Cela fait bien longtemps maintenant que les déboires d'Agrippine enchantent la planète BD. Cette incroyable adolescente de notre temps traverse depuis plus de vingt ans les mutations de la société française avec un égocentrisme réjouissant et résistant, prétexte pour sa créatrice à la maltraitance tous azimuts et aux péripéties loufoques. CB n'aime pas beaucoup les héroïnes irréprochables. Toutes les femmes qui peuplent son oeuvre sont physiquement ordinaires, pas au top sur le plan de l'intelligence et de la sensibilité. Agrippine comme les autres, ce qui n'empêche pas l'auteur de la traiter avec indulgence (parfois) et affection (toujours). On ne reviendra pas sur l'argument principal de ce huitième tome, la mort de la grand-mère.

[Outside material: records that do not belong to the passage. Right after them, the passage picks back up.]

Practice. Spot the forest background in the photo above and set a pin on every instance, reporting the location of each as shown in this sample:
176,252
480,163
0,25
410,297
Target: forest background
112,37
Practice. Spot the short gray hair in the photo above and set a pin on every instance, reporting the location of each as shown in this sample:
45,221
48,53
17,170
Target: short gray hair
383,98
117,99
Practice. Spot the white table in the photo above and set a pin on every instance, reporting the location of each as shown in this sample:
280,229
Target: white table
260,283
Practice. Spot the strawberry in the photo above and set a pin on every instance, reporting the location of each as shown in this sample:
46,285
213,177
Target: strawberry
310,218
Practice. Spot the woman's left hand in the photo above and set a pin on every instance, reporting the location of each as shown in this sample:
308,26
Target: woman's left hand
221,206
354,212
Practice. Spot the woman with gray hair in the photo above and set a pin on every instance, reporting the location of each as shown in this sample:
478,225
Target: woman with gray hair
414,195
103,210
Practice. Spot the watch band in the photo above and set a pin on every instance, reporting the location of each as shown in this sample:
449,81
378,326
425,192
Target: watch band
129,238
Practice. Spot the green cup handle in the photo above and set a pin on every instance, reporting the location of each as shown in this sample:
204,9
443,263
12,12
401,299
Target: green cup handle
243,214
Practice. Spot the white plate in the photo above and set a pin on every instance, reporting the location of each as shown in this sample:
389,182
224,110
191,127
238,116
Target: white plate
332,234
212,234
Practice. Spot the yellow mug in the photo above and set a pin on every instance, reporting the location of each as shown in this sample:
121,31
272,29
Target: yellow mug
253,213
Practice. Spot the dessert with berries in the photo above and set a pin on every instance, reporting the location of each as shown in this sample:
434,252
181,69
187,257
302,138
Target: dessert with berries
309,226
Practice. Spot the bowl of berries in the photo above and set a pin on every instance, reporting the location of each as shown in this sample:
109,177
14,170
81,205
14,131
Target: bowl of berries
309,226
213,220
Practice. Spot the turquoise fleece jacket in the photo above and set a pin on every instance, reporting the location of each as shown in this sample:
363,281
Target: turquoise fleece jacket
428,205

On se contentera de pointer les coups de griffes de notre Claire nationale sur le monde de la télévision, l'usure du couple, la boboïtude, la famille, etc (il y en a plein). La langue brétéchérienne est comme d'habitude un régal de toutes les lignes, les prénoms de ses personnages sont de plus en plus fleuris si c'est possible (Andante Cohn Motto, inspirant non ? En ces temps mièvres de Lilou et autres Timéo...). Vous l'aurez deviné, ce n'est pas chez moi que vous trouverez dédain ou négligence pour l'ado attardée la plus attachante de la BD française, je dis comme d'habitude chapeau bas devant la grande dame de Monmartre, à qui je dois de considérer saint Thérèse d'Avila comme l'idole la plus rock après Nina Hagen.